Since the time taken up by the ADD operation is affected by the file size, one interesting question
is to assess how file size affects the synchronization time. Fig.~\ref{fig:synchronization_time:b} shows the synchronization
time as a function of file size. As can be seen in the figure, \textit{the larger the file size, the longer
the synchronization time}. However, what is most interesting is the fact that the increase in time
is only linear when file size is larger than $2.5$ MBs, which indicates that for small files the
time to transfer chunks from and to the \texttt{Storage back-end} is not significant compared
with the time incurred by the tandem ObjectMQ-\texttt{SyncService}.

\begin{figure*}[t]
  \centering
  \subfigure[Boxplots of synchronization time]{
    \label{fig:synchronization_time:a}
    \includegraphics[width=0.45\textwidth]{figures/fig10_2}
  }
  \subfigure[Synchronization time against file size]{
    \label{fig:synchronization_time:b}
    \includegraphics[width=0.45\textwidth]{figures/fig11}
  }
	\caption{Synchronization time}
  \vspace{-5pt}
  \label{fig:synchronization_time}
\end{figure*}


%\subsection{Scalability and load-balancing}
%
%Finally, we performed an initial experiment to assess the scalability and load-balancing of
%the StackSync platform. To this end, we performed stress tests generating $100$, $200$, and
%$400$ commit requests per second from different clients. We wanted to measure how our service
%handles a high number of operations per second, and how the load can be balanced among different
%\texttt{SyncService} instances.
%
%In this experiment, we used several system setups: $10$ Desktop PCs generating each one $10$
%requests per second ($100$ commits/sec in the server), $20$ Desktop PCs generating each one
%$10$ requests per second ($200$ commits/sec in the server), and $20$ Desktop PCs generating
%each one $20$ requests per second ($400$ commits/sec in the server).

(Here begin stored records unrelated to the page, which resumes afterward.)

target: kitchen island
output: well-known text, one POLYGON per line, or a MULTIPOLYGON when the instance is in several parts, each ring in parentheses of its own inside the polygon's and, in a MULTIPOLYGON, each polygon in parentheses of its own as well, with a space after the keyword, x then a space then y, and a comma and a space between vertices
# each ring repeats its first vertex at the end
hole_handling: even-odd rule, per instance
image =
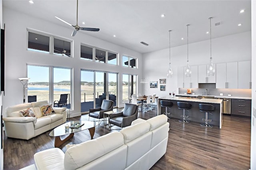
MULTIPOLYGON (((208 119, 212 119, 212 121, 209 122, 209 124, 218 126, 220 129, 221 129, 222 123, 223 114, 222 110, 222 99, 200 98, 191 98, 187 97, 174 97, 171 98, 170 96, 161 97, 158 98, 158 101, 157 115, 162 114, 165 111, 165 108, 161 107, 160 101, 162 100, 170 100, 173 103, 172 107, 168 108, 167 111, 171 113, 169 116, 171 117, 182 119, 180 116, 183 115, 183 110, 179 109, 177 104, 177 102, 186 102, 192 105, 192 108, 188 110, 188 111, 186 111, 185 115, 189 116, 186 119, 190 121, 198 122, 200 123, 205 122, 202 120, 202 118, 205 118, 204 112, 200 111, 199 104, 200 103, 209 104, 215 107, 215 110, 211 114, 208 113, 208 119)), ((198 124, 200 126, 200 125, 198 124)))

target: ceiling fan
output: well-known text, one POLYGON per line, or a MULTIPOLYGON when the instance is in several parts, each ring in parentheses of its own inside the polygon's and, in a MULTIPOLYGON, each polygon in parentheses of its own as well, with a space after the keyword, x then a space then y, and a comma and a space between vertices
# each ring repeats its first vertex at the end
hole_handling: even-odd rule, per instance
POLYGON ((71 35, 72 37, 74 37, 74 36, 75 36, 76 35, 76 32, 80 29, 84 30, 84 31, 100 31, 100 29, 99 28, 86 28, 84 27, 80 27, 78 26, 78 0, 77 0, 76 2, 77 3, 76 3, 76 25, 73 25, 72 24, 69 23, 68 22, 64 21, 63 20, 62 20, 60 18, 59 18, 56 17, 56 16, 55 16, 55 18, 58 19, 58 20, 59 20, 60 21, 62 21, 62 22, 66 23, 67 24, 68 24, 74 27, 75 30, 74 30, 74 31, 72 33, 72 34, 71 34, 71 35))

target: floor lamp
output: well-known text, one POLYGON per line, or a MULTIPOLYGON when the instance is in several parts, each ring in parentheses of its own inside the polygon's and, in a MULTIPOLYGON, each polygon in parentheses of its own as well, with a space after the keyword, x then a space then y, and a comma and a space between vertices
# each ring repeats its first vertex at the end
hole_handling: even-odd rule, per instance
POLYGON ((19 80, 20 80, 20 81, 23 85, 23 103, 25 103, 25 90, 26 89, 28 89, 28 88, 27 87, 25 87, 25 86, 28 83, 28 80, 30 79, 30 78, 19 78, 19 80))

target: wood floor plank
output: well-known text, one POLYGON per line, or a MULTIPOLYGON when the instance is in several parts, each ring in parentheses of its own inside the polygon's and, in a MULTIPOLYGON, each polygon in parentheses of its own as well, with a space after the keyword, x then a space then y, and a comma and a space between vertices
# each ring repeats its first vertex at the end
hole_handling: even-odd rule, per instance
MULTIPOLYGON (((122 109, 118 109, 122 110, 122 109)), ((145 119, 156 115, 156 110, 139 112, 145 119)), ((151 169, 248 170, 250 166, 250 119, 224 115, 221 129, 206 128, 198 123, 184 124, 178 119, 170 123, 166 153, 151 169)), ((70 118, 88 120, 88 115, 70 118)), ((118 128, 114 127, 112 128, 118 128)), ((95 128, 94 138, 111 131, 103 123, 95 128)), ((4 169, 17 170, 34 163, 34 154, 54 147, 54 138, 49 131, 28 141, 7 138, 4 135, 4 169)), ((66 145, 90 140, 88 131, 75 133, 73 138, 60 147, 66 151, 66 145)))

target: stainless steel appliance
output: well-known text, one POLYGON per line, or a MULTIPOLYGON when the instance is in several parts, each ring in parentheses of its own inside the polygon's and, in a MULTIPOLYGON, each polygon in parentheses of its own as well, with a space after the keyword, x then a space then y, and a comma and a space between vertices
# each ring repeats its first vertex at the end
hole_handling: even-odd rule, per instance
POLYGON ((231 99, 227 98, 218 98, 222 100, 223 113, 231 114, 231 99))

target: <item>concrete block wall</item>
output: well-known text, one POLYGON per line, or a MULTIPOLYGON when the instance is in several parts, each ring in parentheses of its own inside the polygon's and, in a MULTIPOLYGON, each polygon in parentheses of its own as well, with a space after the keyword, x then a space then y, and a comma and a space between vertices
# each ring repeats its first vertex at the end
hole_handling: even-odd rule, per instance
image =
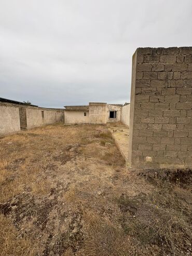
POLYGON ((136 50, 130 128, 131 166, 192 166, 192 47, 136 50))
POLYGON ((106 124, 107 103, 90 102, 89 115, 90 124, 106 124))
POLYGON ((130 125, 130 104, 128 104, 121 107, 121 122, 129 126, 130 125))

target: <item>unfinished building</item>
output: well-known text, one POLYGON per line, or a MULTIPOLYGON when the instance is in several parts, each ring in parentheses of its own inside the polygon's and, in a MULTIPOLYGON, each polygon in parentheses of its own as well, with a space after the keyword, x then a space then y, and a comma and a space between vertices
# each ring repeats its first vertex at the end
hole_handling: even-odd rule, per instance
POLYGON ((129 125, 130 104, 90 102, 86 106, 65 106, 65 124, 106 124, 124 122, 129 125), (126 107, 124 106, 127 106, 126 107))

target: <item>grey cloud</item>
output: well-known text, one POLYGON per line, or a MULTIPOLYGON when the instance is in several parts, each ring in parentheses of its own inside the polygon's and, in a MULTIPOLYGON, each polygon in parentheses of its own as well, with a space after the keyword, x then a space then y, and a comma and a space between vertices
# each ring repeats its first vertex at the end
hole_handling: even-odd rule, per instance
POLYGON ((138 47, 189 46, 192 2, 0 3, 0 95, 47 107, 130 100, 138 47))

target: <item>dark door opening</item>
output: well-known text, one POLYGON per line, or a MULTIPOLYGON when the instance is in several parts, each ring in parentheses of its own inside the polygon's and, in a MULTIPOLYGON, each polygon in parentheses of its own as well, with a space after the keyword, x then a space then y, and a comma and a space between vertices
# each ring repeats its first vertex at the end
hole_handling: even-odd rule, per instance
POLYGON ((116 118, 117 111, 109 111, 109 118, 116 118))

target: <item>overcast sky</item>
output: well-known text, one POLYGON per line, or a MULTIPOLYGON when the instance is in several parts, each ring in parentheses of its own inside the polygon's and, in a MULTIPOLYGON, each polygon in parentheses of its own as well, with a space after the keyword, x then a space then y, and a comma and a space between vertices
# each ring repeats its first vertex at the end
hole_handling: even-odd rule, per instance
POLYGON ((138 47, 191 45, 191 0, 0 0, 0 97, 129 102, 138 47))

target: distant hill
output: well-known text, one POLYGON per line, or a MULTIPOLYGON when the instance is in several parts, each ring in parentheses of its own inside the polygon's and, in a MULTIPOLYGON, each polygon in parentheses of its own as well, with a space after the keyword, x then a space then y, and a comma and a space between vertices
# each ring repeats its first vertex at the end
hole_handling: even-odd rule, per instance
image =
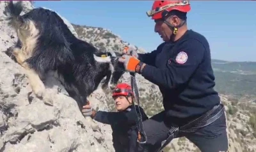
POLYGON ((255 96, 256 62, 229 62, 212 60, 216 90, 237 97, 255 96))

%The used trace was the same of the prior experiments but injected from different clients.
%For each system configuration, we executed the experiment using either one single-threaded or four single-threaded
%\texttt{SyncService} instances.
%
%For each commit request, we recorded the time since the client sent out the commit request until the commit event
%confirming this changes was received in the client. Note that this time captured the entire life-cycle of the protocol,
%including message dispatching, time to process the operation in the \texttt{SyncService}
%(including access to the database), and finally the dispatching of the commit event to the requesting node.
%
%\begin{figure}[t]
%\centering
%\includegraphics[width=0.5\textwidth]{figures/performance_scalability}
%\caption{Scalability and load balancing}\label{fig:scalability}
%\end{figure}
%
%
%In Fig. ~\ref{fig:scalability}, we illustrate the time for $1$ and $4$ \texttt{SyncService}s under different
%loads: $100$, $200$, $400$ commits/sec. Our service shows promising numbers in the processing of concurrent
%requests since it is able to handle a commit in less than $0.1$ seconds with $4$ instances when receiving
%a bulk of $200$ requests/sec. This clearly indicates that balancing the load
%among multiple instances produces a significant performance boost. If we consider that all services are
%running in the same machine, our results show that the bottleneck is in the transactional database
%rather than in the communication layer, i.e., ObjectMQ. The performance gains observed here open the
%way to future optimizations to fine tune the scalability of the overall service.